Tuesday’s slides cannot be ignored, but at the same time, nor can the strength displayed by A-shares ETFs this year. Confirming that strength is this factoid: ASHR, the largest U.S.-listed China A-shares ETF is up 33.4% this year, but that is not good enough to place the fund among the 10 best-performing ETFs. [What’s Driving A-Shares ETFs]

A-shares ETFs have surged in almost straight line fashion since the start of March, prompting elevated valuations that are well above Hong Kong-listed stocks.

“While the Hang Seng China Enterprises Index soared 17 percent in April, the most since October 2011, A shares in China are still trading at a 31 percent premium to stocks in Hong Kong,” according to Bloomberg.

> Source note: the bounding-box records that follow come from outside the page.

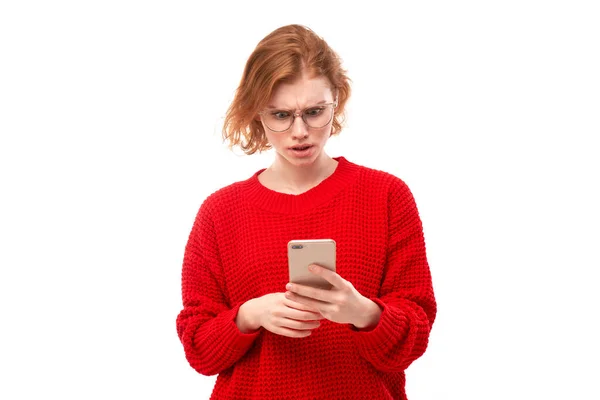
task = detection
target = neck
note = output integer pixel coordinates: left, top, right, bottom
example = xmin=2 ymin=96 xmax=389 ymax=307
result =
xmin=269 ymin=152 xmax=337 ymax=193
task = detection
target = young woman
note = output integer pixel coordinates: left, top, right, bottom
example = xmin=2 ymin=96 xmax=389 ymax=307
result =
xmin=177 ymin=25 xmax=436 ymax=399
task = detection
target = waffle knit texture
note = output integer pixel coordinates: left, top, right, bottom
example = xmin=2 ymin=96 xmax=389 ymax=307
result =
xmin=177 ymin=157 xmax=436 ymax=400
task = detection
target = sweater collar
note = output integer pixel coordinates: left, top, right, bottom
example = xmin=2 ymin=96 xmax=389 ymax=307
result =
xmin=244 ymin=157 xmax=359 ymax=213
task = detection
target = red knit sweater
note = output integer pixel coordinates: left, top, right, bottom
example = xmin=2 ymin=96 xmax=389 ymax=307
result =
xmin=177 ymin=157 xmax=436 ymax=400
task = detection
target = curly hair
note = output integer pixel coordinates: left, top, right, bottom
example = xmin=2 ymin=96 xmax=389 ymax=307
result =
xmin=223 ymin=25 xmax=350 ymax=154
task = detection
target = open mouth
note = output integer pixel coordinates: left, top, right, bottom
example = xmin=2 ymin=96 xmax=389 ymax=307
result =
xmin=292 ymin=144 xmax=312 ymax=151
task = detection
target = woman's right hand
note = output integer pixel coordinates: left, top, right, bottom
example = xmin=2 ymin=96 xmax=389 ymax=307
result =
xmin=236 ymin=293 xmax=325 ymax=338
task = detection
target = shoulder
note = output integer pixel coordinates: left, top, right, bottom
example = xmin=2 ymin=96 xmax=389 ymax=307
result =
xmin=348 ymin=161 xmax=410 ymax=196
xmin=200 ymin=180 xmax=248 ymax=213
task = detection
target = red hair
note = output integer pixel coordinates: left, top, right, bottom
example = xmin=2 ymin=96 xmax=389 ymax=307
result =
xmin=223 ymin=25 xmax=350 ymax=154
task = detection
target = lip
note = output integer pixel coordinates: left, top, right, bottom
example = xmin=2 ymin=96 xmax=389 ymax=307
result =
xmin=288 ymin=143 xmax=315 ymax=157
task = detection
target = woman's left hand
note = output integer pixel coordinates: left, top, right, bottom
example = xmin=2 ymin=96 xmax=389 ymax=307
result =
xmin=285 ymin=264 xmax=381 ymax=329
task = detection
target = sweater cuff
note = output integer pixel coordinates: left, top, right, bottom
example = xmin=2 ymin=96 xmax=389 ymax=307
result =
xmin=205 ymin=304 xmax=261 ymax=359
xmin=350 ymin=298 xmax=408 ymax=340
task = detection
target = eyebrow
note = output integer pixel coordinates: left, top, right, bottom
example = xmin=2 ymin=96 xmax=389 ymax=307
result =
xmin=267 ymin=100 xmax=331 ymax=110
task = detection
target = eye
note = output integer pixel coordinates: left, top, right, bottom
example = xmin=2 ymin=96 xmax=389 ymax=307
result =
xmin=271 ymin=110 xmax=290 ymax=119
xmin=304 ymin=107 xmax=325 ymax=117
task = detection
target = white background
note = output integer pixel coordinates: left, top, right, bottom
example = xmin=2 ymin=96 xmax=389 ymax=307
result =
xmin=0 ymin=0 xmax=600 ymax=400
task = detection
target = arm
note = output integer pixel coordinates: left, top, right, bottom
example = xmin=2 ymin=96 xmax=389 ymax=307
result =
xmin=177 ymin=202 xmax=260 ymax=375
xmin=350 ymin=180 xmax=437 ymax=372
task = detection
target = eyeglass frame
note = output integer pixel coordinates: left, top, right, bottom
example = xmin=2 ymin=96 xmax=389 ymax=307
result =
xmin=258 ymin=99 xmax=338 ymax=133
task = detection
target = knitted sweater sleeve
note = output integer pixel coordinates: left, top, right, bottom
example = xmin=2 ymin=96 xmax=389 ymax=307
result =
xmin=176 ymin=201 xmax=260 ymax=375
xmin=350 ymin=179 xmax=437 ymax=372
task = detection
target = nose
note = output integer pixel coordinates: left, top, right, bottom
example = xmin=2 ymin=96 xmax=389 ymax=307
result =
xmin=290 ymin=114 xmax=308 ymax=139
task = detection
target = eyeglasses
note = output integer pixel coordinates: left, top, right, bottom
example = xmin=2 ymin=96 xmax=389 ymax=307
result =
xmin=258 ymin=101 xmax=337 ymax=132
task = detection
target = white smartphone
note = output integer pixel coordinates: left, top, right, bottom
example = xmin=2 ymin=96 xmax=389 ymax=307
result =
xmin=288 ymin=239 xmax=335 ymax=289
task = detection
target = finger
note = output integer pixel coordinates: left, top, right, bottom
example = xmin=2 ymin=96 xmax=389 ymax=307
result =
xmin=285 ymin=283 xmax=333 ymax=304
xmin=271 ymin=328 xmax=312 ymax=338
xmin=308 ymin=264 xmax=347 ymax=289
xmin=283 ymin=296 xmax=321 ymax=315
xmin=279 ymin=318 xmax=321 ymax=331
xmin=285 ymin=292 xmax=330 ymax=314
xmin=286 ymin=309 xmax=325 ymax=321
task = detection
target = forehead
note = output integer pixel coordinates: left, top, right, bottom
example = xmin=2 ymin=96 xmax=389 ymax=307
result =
xmin=269 ymin=75 xmax=333 ymax=108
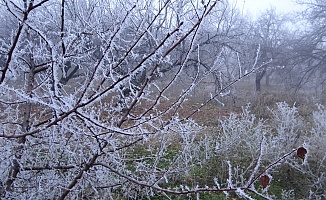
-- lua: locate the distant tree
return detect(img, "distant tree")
[251,8,291,92]
[0,0,305,199]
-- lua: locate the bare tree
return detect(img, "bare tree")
[0,0,310,199]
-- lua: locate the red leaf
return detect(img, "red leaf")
[259,175,270,189]
[297,147,307,160]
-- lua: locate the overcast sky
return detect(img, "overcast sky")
[230,0,300,17]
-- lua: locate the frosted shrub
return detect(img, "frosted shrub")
[270,102,303,156]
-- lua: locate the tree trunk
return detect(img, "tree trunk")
[255,67,267,92]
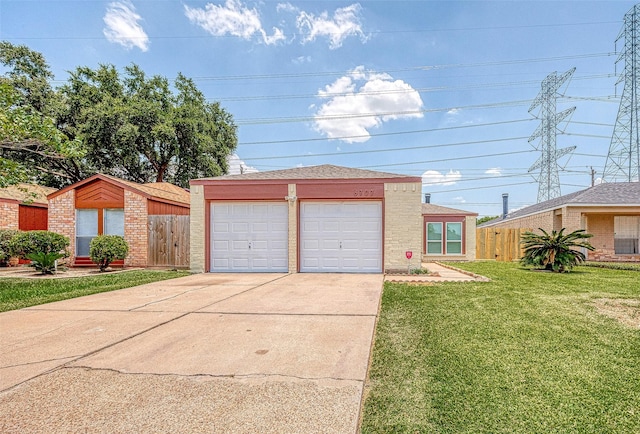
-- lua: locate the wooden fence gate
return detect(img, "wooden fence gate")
[476,228,531,262]
[148,215,189,268]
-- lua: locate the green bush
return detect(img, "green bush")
[0,229,19,265]
[27,252,64,274]
[9,231,69,259]
[89,235,129,271]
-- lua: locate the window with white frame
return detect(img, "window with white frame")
[613,216,640,255]
[447,223,462,255]
[76,209,98,256]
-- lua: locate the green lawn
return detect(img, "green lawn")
[362,262,640,434]
[0,270,189,312]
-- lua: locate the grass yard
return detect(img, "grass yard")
[0,270,189,312]
[362,262,640,434]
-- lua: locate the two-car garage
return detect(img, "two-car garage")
[210,201,382,273]
[191,165,421,273]
[300,201,382,273]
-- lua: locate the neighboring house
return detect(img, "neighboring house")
[479,182,640,262]
[422,203,478,261]
[48,174,190,267]
[0,184,55,231]
[191,165,422,273]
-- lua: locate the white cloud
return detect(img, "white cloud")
[296,3,367,50]
[184,0,285,45]
[422,170,462,185]
[102,0,149,51]
[227,154,259,175]
[292,56,311,65]
[314,66,423,143]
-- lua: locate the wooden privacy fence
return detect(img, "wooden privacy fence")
[476,228,531,262]
[148,215,189,268]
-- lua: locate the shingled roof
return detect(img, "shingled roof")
[191,164,420,184]
[481,182,640,226]
[422,203,478,216]
[48,173,191,205]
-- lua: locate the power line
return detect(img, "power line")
[238,119,533,146]
[243,137,533,161]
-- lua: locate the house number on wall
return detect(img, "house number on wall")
[353,190,373,197]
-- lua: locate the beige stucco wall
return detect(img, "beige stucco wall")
[189,185,207,273]
[47,190,76,264]
[0,202,20,230]
[383,182,422,270]
[288,184,299,273]
[484,211,554,231]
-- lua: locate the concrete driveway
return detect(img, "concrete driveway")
[0,274,383,433]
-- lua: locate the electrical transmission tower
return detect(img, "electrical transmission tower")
[529,68,576,202]
[602,4,640,182]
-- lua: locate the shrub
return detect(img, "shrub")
[0,229,19,265]
[9,231,69,259]
[89,235,129,271]
[27,252,64,274]
[520,228,595,273]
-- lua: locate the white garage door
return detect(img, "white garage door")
[300,201,382,273]
[211,202,289,272]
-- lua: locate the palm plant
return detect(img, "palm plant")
[520,228,595,273]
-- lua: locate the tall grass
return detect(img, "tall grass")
[362,262,640,433]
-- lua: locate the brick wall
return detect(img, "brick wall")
[47,190,76,264]
[0,202,20,229]
[288,184,300,273]
[384,183,422,270]
[124,190,149,267]
[189,185,207,273]
[586,214,615,256]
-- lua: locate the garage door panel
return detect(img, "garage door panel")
[213,222,229,232]
[211,202,289,272]
[300,201,382,272]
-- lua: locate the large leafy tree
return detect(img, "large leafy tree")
[59,65,237,187]
[0,41,83,186]
[0,42,237,187]
[520,228,595,273]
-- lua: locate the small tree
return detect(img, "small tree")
[89,235,129,271]
[520,228,595,273]
[0,229,18,265]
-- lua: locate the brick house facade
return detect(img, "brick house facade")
[190,165,422,273]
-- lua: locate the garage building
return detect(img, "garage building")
[190,165,422,273]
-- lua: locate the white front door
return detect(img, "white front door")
[300,201,382,273]
[211,202,289,272]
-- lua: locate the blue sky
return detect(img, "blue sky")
[0,0,634,216]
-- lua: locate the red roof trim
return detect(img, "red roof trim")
[47,173,189,208]
[190,176,422,186]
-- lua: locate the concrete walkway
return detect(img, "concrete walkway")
[0,274,383,433]
[385,262,489,283]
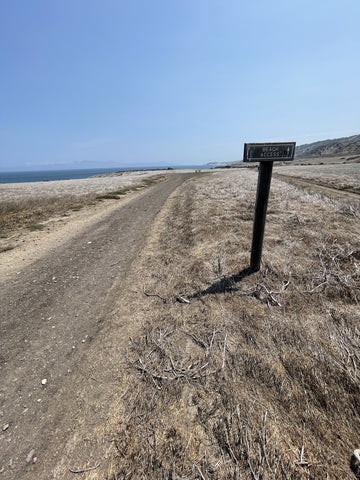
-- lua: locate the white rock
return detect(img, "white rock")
[26,450,35,463]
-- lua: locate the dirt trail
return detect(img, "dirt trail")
[0,174,192,480]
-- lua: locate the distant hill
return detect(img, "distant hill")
[295,135,360,158]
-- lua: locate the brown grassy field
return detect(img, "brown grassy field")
[274,163,360,193]
[0,171,164,235]
[102,170,360,480]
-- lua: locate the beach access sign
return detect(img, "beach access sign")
[244,142,296,162]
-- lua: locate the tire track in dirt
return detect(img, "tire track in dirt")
[0,174,192,480]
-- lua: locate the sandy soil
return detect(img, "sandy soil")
[0,170,176,202]
[0,174,197,480]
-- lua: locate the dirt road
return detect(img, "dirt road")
[0,174,191,479]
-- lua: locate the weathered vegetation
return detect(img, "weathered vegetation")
[0,175,163,234]
[107,170,360,479]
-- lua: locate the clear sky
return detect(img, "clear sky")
[0,0,360,171]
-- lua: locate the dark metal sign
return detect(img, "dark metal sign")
[244,142,295,162]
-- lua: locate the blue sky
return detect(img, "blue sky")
[0,0,360,171]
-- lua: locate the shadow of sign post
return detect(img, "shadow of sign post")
[244,142,295,272]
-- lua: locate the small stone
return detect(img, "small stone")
[350,449,360,479]
[26,450,35,463]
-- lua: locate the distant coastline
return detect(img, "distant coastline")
[0,165,212,183]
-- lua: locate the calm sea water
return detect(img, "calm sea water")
[0,165,211,183]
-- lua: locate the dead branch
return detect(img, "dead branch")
[143,287,168,303]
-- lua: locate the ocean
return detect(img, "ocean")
[0,165,212,183]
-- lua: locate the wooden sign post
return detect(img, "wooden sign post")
[244,142,295,272]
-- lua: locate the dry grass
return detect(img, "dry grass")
[105,170,360,479]
[274,163,360,193]
[0,172,164,234]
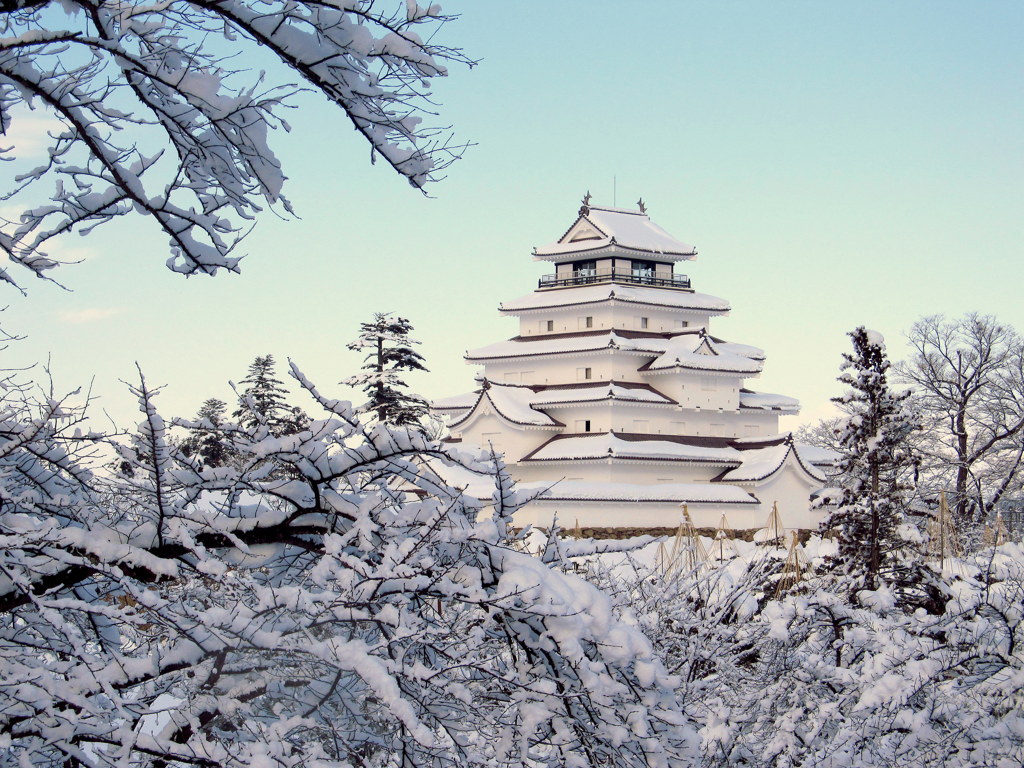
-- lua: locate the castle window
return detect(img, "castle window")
[572,261,597,278]
[632,261,655,282]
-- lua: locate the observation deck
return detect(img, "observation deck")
[537,269,692,291]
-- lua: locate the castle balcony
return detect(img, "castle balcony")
[537,269,691,291]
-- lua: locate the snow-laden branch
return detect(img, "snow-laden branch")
[0,0,472,285]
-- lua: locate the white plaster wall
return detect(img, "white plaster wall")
[519,301,709,336]
[452,403,557,462]
[752,457,825,528]
[514,499,764,529]
[512,460,724,485]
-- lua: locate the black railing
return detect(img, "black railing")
[537,270,690,289]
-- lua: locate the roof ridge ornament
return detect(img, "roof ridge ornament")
[580,189,593,216]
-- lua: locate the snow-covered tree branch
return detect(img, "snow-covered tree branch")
[0,368,692,767]
[0,0,472,286]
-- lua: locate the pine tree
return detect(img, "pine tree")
[231,354,308,435]
[342,312,429,431]
[181,397,232,467]
[825,327,916,593]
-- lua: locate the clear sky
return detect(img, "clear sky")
[0,0,1024,427]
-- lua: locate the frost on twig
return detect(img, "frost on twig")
[0,0,472,287]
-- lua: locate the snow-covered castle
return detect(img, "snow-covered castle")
[433,195,827,528]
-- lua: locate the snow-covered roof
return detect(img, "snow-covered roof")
[739,389,800,414]
[715,438,825,482]
[531,381,676,408]
[522,432,741,465]
[430,389,480,411]
[517,480,760,504]
[640,333,764,374]
[499,283,730,314]
[466,329,763,375]
[534,205,697,261]
[797,442,842,467]
[452,382,565,427]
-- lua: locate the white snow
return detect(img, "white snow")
[466,330,763,374]
[534,206,696,261]
[500,283,730,313]
[722,442,825,482]
[647,334,764,374]
[518,480,758,504]
[529,432,741,464]
[532,382,675,408]
[739,391,800,414]
[430,391,480,411]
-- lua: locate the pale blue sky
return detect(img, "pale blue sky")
[5,0,1024,424]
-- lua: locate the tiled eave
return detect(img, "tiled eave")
[449,389,565,430]
[534,243,697,262]
[498,296,731,316]
[530,495,761,506]
[534,395,679,410]
[637,364,761,379]
[739,403,800,414]
[517,452,740,471]
[463,344,660,362]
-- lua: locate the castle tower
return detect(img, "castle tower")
[433,195,825,528]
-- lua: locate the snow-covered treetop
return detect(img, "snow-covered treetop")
[534,196,697,262]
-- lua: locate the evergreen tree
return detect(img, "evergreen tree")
[231,354,309,435]
[343,312,429,431]
[180,397,232,467]
[825,327,916,593]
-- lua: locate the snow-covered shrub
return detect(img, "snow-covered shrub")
[0,368,692,768]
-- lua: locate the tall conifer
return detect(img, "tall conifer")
[825,327,916,592]
[343,312,429,429]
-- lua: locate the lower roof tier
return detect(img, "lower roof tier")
[499,283,731,315]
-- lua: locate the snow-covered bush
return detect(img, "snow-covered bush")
[0,0,471,284]
[0,368,693,768]
[581,537,1024,768]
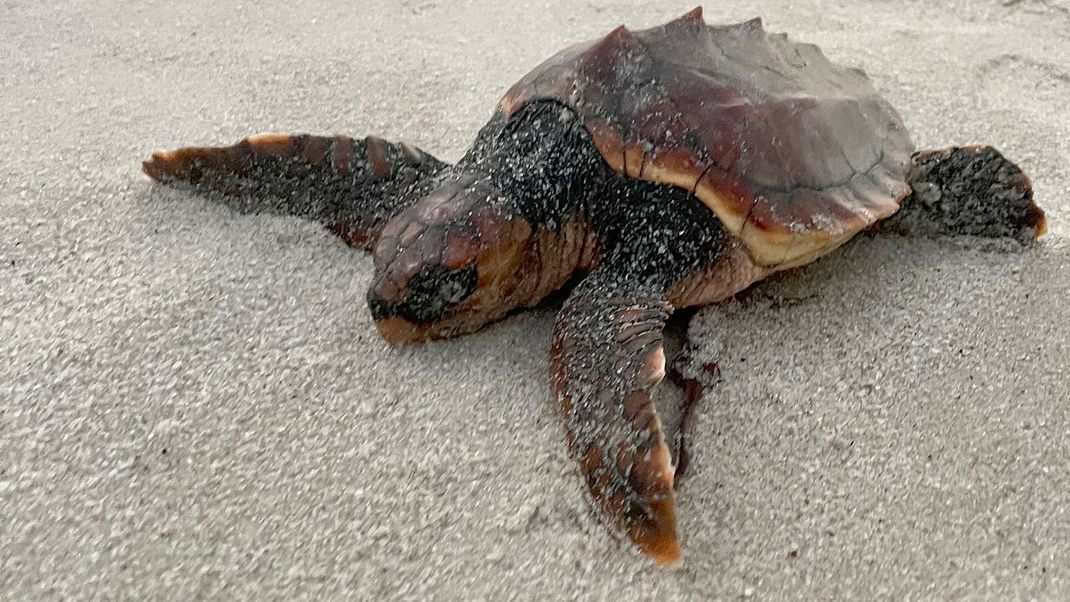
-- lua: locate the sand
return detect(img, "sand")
[0,0,1070,600]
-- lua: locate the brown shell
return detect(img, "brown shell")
[499,7,914,269]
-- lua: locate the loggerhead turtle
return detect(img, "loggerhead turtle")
[143,7,1044,564]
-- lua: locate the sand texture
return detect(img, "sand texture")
[0,0,1070,601]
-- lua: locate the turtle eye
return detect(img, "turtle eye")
[368,264,477,324]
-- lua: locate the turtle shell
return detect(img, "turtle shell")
[499,7,914,269]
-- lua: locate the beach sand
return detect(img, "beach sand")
[0,0,1070,600]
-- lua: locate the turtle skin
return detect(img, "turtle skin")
[143,10,1044,565]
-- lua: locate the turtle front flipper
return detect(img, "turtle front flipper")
[142,134,446,249]
[550,268,681,565]
[875,146,1046,244]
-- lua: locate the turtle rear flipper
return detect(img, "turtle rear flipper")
[142,134,446,248]
[550,267,681,565]
[875,146,1046,244]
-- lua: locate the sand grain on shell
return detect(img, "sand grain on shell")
[0,0,1070,600]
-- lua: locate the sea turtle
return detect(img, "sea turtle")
[143,7,1044,564]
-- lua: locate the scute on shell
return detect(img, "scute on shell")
[499,9,914,269]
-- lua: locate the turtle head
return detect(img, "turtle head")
[368,177,532,344]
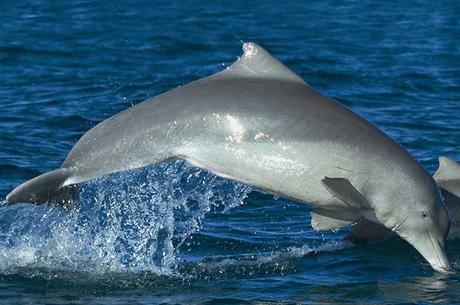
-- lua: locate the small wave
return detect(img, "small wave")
[0,161,251,275]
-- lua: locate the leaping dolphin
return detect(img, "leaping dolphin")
[346,157,460,242]
[6,43,451,272]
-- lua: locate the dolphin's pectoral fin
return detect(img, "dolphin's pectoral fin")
[345,217,395,242]
[310,207,360,231]
[321,177,369,209]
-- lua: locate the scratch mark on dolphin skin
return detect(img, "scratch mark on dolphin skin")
[333,165,369,175]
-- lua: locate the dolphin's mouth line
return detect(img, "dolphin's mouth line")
[391,216,409,233]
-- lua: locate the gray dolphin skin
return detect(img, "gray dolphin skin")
[6,43,451,272]
[346,157,460,242]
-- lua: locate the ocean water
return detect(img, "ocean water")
[0,0,460,304]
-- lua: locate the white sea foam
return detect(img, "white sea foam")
[0,161,251,275]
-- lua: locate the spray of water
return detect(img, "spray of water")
[0,161,251,275]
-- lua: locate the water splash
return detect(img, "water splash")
[0,161,251,275]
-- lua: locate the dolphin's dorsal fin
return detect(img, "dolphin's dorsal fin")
[321,177,369,209]
[214,42,305,84]
[433,157,460,197]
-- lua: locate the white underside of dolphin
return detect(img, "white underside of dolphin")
[6,43,450,272]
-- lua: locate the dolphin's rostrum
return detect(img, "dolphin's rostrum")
[7,43,450,272]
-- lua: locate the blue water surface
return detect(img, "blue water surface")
[0,0,460,304]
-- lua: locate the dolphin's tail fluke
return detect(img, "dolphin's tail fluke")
[6,168,77,205]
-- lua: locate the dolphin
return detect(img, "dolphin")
[346,157,460,242]
[6,43,451,272]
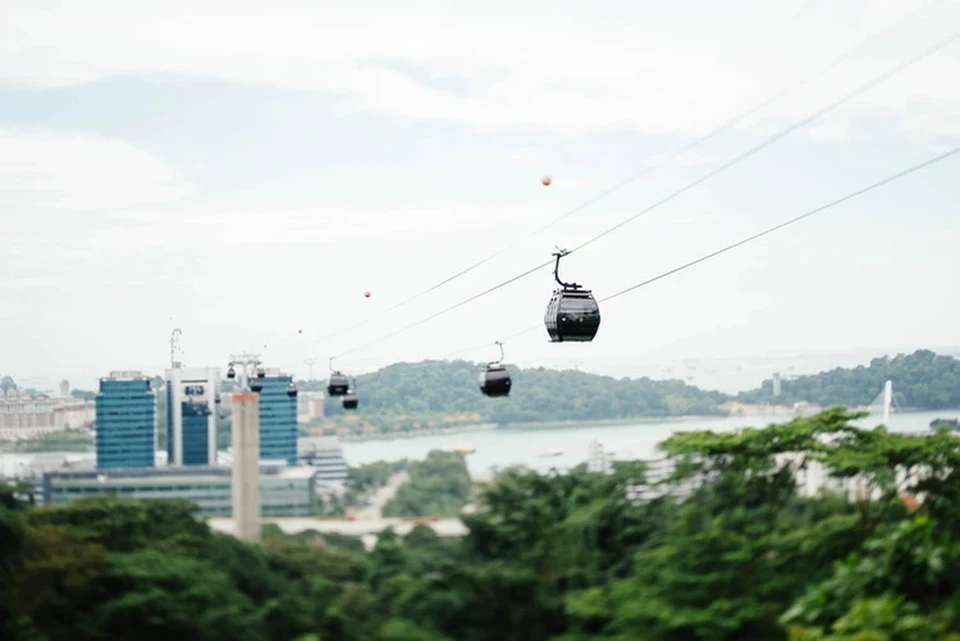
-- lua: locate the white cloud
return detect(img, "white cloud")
[0,0,960,141]
[0,129,191,211]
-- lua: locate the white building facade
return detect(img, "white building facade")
[166,367,220,467]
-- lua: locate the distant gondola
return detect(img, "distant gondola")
[343,389,360,410]
[543,250,600,343]
[480,341,512,397]
[327,358,350,396]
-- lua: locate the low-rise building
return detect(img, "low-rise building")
[43,465,317,517]
[297,436,347,493]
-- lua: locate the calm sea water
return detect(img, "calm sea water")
[0,410,960,478]
[343,410,960,477]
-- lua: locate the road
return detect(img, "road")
[347,472,410,529]
[207,517,467,538]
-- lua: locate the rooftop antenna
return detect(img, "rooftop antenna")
[170,327,183,369]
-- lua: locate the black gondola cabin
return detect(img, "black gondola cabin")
[327,372,350,396]
[543,250,600,343]
[343,390,360,410]
[543,287,600,343]
[480,364,512,397]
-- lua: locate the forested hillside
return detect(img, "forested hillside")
[304,361,726,423]
[737,349,960,410]
[7,410,960,641]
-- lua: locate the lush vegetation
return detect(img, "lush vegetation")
[383,450,471,517]
[736,349,960,410]
[0,409,960,641]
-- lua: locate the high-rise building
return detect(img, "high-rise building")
[258,370,297,465]
[96,371,156,469]
[166,367,220,466]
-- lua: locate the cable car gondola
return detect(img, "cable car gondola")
[543,249,600,343]
[480,341,512,397]
[327,358,350,396]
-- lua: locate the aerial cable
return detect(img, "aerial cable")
[317,0,943,342]
[332,31,960,355]
[443,147,960,359]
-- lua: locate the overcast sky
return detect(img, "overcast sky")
[0,0,960,385]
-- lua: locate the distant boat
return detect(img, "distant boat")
[537,450,563,458]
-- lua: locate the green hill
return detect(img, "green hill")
[736,349,960,410]
[301,360,727,423]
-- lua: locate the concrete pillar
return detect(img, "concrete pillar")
[231,392,260,541]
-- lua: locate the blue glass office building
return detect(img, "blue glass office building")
[96,372,156,469]
[259,375,297,465]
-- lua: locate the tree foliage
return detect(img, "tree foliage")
[736,349,960,410]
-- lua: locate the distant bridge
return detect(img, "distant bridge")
[207,517,467,538]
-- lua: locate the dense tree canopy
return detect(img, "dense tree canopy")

The Shanghai Composite “remains inside of a steep rising channel and this week is breaking a steep support line. Humbly, I remain of the opinion its important to keep a close eye on leadership. If the Shanghai index cools off, it could impact numerous global markets,” according to Kimble.

For traders looking to play a Shanghai Composite retrenchment, there is not yet an inverse A-shares ETF, though Direxion has such a fund in the works.

Bearish China ETFs currently available include the Direxion Daily FTSE China Bear 3X Shares (NYSEArca: YANG) and the ProShares UltraShort FTSE China 50 (NYSEArca: FXP). Those ETFs are the triple- and double-leveraged inverse answers to the iShares China Large-Cap ETF (NYSEArca: FXI).